The 'Train' and 'Score' buttons will help you validate all of the code and make sure everything is running smoothly. The 'Create Recipe' button will turn the code into a recipe that will show up within the 'Model' section, under 'Recipes'.

 

After the recipe is built, there are a few steps to get to the fully productionized pipeline. 

Step 1: First, we deploy the recipe to a model. This step requires you once again to train and evaluate the model, and then score the model. We found this step a little confusing because it gives users the option to change the hyperparameters and review the model performance, whereas Data Scientists usually set the parameters earlier during the initial model development in a notebook. 

Step 2: Once the model is deployed, you can publish a Model as a Service in the UI to allow end-users to score the data by providing easy access to a machine learning service without touching the code. 

Step 3: This service can also be scheduled for automated training and scoring runs to work with new training and scoring datasets. Scoring can be daily or, in theory, real-time. Retraining should be considered on a case by case basis for model maintenance. This is an important aspect because if the training set is refreshed and the model is constantly being retrained, this is reminiscent of the idea of reinforcement learning.

Tip: Reinforcement learning is when a model gets immediate feedback from its mistakes and successes and continuously learns and improves based on its past performance. Scheduling a model to be re-trained on some cadence is not technically reinforcement learning, but it’s important to refresh your model frequently so that it can adapt to changing environments.

Step 4: AEP also makes it easy to update models by publishing new recipes that can be seamlessly swapped out in production. For example, we are already planning the second iteration of our model, and we will include Google Analytics data to capture web activity of these opportunities to be scored.

Closing the Loop and Sharing What We Learned

With any project like this one, the success relies not just on the process working correctly, but on the business value that can be created. After determining the likelihood of each opportunity becoming a new customer, we were able to feed these results straight into Salesforce.

From here, we hosted education sessions with the marketing and business development teams where we talked through the results, working together with the marketing team to make changes to reporting to surface and distribute the information, and talking through use cases and ways to activate on this information.

By closing the loop from a technical standpoint, we have the first round of results that will be analyzed and improved on. The model can continue to run, ingest information, and calculate probabilities. Through touchpoints with the stakeholders, we’re able to validate how accurate and helpful these results are, and can use that information to further refine the model and the inputs as needed.

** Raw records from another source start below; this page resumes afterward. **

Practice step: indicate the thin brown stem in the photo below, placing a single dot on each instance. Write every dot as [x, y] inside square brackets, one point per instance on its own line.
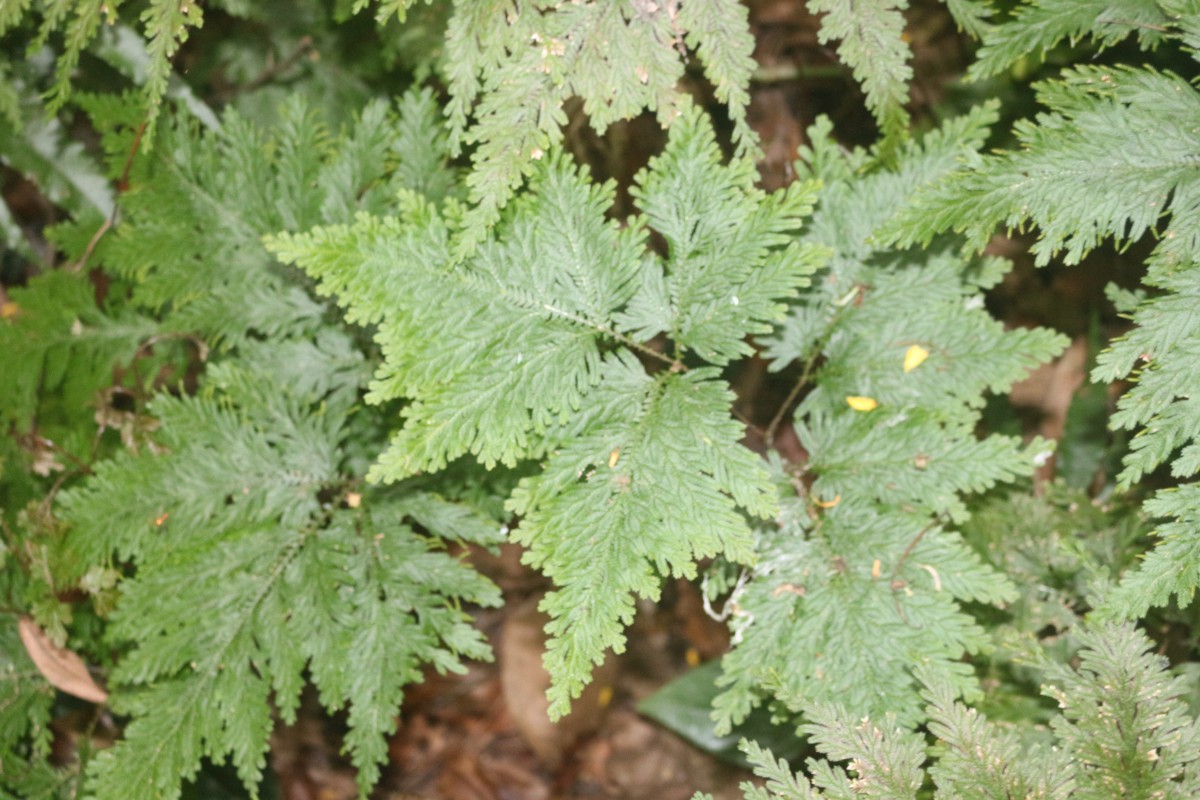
[121, 186]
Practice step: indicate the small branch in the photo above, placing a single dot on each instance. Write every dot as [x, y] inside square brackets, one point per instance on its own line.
[909, 549]
[810, 365]
[271, 71]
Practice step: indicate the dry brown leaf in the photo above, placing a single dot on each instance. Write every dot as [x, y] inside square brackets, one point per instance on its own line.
[65, 669]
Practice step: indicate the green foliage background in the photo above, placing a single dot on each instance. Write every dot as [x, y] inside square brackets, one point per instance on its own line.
[280, 361]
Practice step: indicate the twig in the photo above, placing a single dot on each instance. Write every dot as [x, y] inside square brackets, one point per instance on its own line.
[273, 71]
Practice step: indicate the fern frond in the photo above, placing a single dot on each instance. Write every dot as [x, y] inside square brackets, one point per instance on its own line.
[1123, 721]
[977, 758]
[619, 59]
[816, 596]
[1113, 157]
[58, 338]
[870, 35]
[528, 349]
[232, 513]
[864, 548]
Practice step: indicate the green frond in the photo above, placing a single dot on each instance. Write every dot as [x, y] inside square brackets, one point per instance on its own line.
[870, 42]
[231, 511]
[1125, 722]
[619, 59]
[529, 348]
[816, 595]
[1110, 160]
[654, 485]
[978, 758]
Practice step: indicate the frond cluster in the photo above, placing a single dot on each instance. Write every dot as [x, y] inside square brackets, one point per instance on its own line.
[1125, 731]
[166, 26]
[864, 551]
[537, 348]
[511, 64]
[259, 565]
[1114, 158]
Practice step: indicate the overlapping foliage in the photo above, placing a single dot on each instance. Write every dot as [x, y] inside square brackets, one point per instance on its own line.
[207, 495]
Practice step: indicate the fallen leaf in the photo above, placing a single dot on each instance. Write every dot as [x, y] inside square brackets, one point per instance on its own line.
[65, 669]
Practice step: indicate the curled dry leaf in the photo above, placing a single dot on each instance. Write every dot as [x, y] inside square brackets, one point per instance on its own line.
[65, 669]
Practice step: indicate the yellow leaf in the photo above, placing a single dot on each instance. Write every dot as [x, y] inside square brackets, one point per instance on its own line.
[827, 504]
[915, 356]
[862, 403]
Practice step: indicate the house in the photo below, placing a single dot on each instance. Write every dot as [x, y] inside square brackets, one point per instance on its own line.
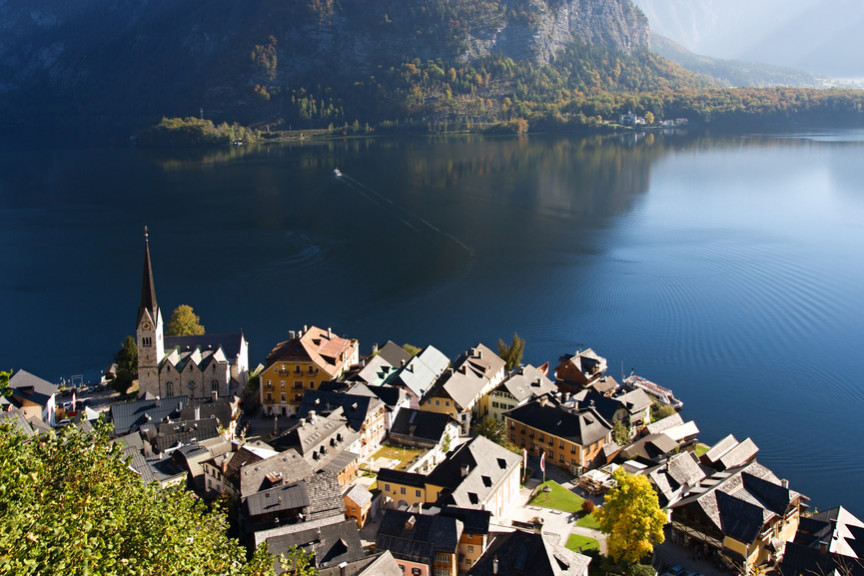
[672, 479]
[306, 360]
[521, 553]
[729, 453]
[330, 545]
[33, 396]
[366, 414]
[478, 474]
[222, 473]
[358, 504]
[325, 442]
[145, 413]
[744, 514]
[429, 430]
[570, 436]
[283, 468]
[312, 498]
[521, 386]
[461, 390]
[420, 373]
[193, 365]
[580, 370]
[422, 544]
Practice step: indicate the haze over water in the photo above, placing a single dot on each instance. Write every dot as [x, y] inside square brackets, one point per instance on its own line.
[726, 268]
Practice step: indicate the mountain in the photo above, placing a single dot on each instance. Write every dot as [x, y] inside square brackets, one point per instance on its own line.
[734, 73]
[127, 62]
[820, 37]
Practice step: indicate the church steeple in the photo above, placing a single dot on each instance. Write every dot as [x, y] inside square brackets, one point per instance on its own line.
[148, 289]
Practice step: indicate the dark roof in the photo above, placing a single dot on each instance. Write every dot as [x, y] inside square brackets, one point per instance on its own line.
[129, 416]
[231, 343]
[355, 407]
[526, 553]
[278, 499]
[394, 354]
[17, 420]
[474, 521]
[285, 467]
[584, 426]
[148, 289]
[331, 544]
[416, 537]
[420, 424]
[401, 477]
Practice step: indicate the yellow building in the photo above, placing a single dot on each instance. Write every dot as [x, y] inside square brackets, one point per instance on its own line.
[303, 362]
[570, 437]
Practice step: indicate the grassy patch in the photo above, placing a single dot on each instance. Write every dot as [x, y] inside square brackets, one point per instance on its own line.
[588, 522]
[558, 498]
[576, 541]
[405, 455]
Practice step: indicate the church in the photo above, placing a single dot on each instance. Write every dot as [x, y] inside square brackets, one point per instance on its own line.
[195, 366]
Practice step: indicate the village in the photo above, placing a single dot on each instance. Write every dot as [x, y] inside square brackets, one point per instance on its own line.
[383, 464]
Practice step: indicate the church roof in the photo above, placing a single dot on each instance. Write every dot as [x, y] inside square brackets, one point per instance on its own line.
[148, 289]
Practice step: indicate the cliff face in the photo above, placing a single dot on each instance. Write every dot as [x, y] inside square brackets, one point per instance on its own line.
[115, 60]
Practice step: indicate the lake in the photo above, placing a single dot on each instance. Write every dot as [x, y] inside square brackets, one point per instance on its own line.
[728, 268]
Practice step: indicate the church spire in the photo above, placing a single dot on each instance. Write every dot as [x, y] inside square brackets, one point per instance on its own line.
[148, 290]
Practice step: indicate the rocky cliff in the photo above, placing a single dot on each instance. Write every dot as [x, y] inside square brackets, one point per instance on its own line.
[121, 61]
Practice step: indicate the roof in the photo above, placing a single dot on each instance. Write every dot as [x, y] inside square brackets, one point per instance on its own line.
[283, 468]
[27, 386]
[356, 408]
[584, 426]
[129, 416]
[522, 553]
[473, 471]
[393, 354]
[148, 289]
[358, 494]
[232, 343]
[420, 424]
[668, 422]
[331, 544]
[416, 537]
[738, 502]
[17, 420]
[527, 382]
[421, 372]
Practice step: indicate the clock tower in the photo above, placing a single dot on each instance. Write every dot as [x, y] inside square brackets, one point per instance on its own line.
[151, 345]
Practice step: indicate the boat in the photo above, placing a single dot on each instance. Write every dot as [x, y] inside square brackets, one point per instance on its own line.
[657, 392]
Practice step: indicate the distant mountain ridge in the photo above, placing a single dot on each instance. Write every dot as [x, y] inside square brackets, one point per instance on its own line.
[119, 61]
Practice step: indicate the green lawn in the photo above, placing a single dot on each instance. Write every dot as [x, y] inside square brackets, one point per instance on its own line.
[558, 498]
[404, 455]
[576, 541]
[588, 522]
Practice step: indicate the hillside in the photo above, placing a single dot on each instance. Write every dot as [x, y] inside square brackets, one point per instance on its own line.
[308, 62]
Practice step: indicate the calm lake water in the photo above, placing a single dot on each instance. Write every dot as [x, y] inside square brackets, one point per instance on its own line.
[727, 268]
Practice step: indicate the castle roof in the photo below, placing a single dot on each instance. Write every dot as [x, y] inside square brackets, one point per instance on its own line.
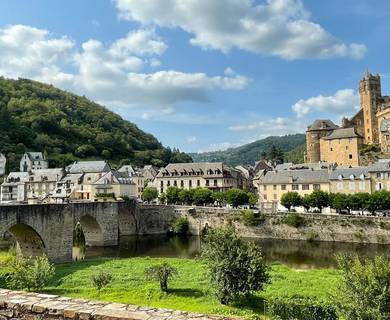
[342, 133]
[322, 125]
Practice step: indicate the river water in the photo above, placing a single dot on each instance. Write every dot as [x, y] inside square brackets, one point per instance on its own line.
[296, 254]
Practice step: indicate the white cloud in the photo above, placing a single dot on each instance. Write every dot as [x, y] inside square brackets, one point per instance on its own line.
[107, 73]
[276, 27]
[342, 102]
[191, 139]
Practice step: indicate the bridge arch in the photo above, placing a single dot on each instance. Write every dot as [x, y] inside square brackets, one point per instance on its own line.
[29, 243]
[92, 230]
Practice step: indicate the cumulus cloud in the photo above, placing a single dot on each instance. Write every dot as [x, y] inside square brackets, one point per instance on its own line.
[277, 27]
[106, 72]
[343, 101]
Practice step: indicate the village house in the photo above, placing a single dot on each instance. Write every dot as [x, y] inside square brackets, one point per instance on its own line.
[214, 176]
[33, 161]
[350, 180]
[13, 188]
[3, 162]
[380, 175]
[40, 184]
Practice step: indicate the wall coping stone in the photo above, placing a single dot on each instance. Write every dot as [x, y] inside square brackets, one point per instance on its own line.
[28, 305]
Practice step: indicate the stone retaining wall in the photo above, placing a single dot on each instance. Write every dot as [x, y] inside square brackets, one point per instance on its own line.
[30, 306]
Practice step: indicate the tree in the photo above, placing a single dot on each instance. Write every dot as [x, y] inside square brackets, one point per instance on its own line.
[149, 194]
[172, 195]
[319, 199]
[236, 266]
[202, 196]
[290, 200]
[162, 273]
[101, 280]
[364, 292]
[236, 197]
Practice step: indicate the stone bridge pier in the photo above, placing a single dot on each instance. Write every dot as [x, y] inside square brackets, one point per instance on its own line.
[48, 228]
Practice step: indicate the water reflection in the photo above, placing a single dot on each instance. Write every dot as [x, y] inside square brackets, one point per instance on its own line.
[296, 254]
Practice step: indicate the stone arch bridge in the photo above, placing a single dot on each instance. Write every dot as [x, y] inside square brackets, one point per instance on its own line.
[48, 228]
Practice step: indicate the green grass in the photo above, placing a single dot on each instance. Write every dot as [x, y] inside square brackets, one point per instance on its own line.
[190, 290]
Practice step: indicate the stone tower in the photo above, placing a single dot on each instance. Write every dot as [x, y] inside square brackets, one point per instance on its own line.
[370, 95]
[317, 130]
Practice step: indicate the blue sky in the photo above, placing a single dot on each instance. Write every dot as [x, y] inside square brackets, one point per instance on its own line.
[202, 75]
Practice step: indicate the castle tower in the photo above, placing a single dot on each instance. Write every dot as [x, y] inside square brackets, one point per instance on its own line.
[317, 130]
[370, 95]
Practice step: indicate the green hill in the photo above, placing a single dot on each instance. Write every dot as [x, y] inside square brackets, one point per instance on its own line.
[39, 117]
[291, 146]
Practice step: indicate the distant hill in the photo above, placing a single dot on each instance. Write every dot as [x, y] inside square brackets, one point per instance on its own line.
[38, 117]
[292, 146]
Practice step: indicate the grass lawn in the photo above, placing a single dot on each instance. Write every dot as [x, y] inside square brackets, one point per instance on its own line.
[190, 290]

Adobe Experience Platform - Helping Make Meaningful Impact with Data

Overall, AEP is a solid CDP to consider if your company is ready to make use of your siloed marketing data across multiple channels. In this example, by combining online behavior data with offline demographic data to create audience segments, we’re able to set up an automated system to target visitors on the site with the proper messaging based on their propensity to purchase. 

However, we discovered through our POC experience that like many new products as they first hit the market, there are limited up-to-date resources available online. So, if you’re jumping into AEP on your own, even if you are a Data Scientist, you should be ready for a substantial learning curve. We hope this blog provides some guidance for this as you explore the Data Science Workspace in AEP. 

And regardless of platform, we hope that following the problem-solving steps described here from Discovery through Activation will empower you to go beyond out-of-the-box methods and develop meaningful models with meaningful impact.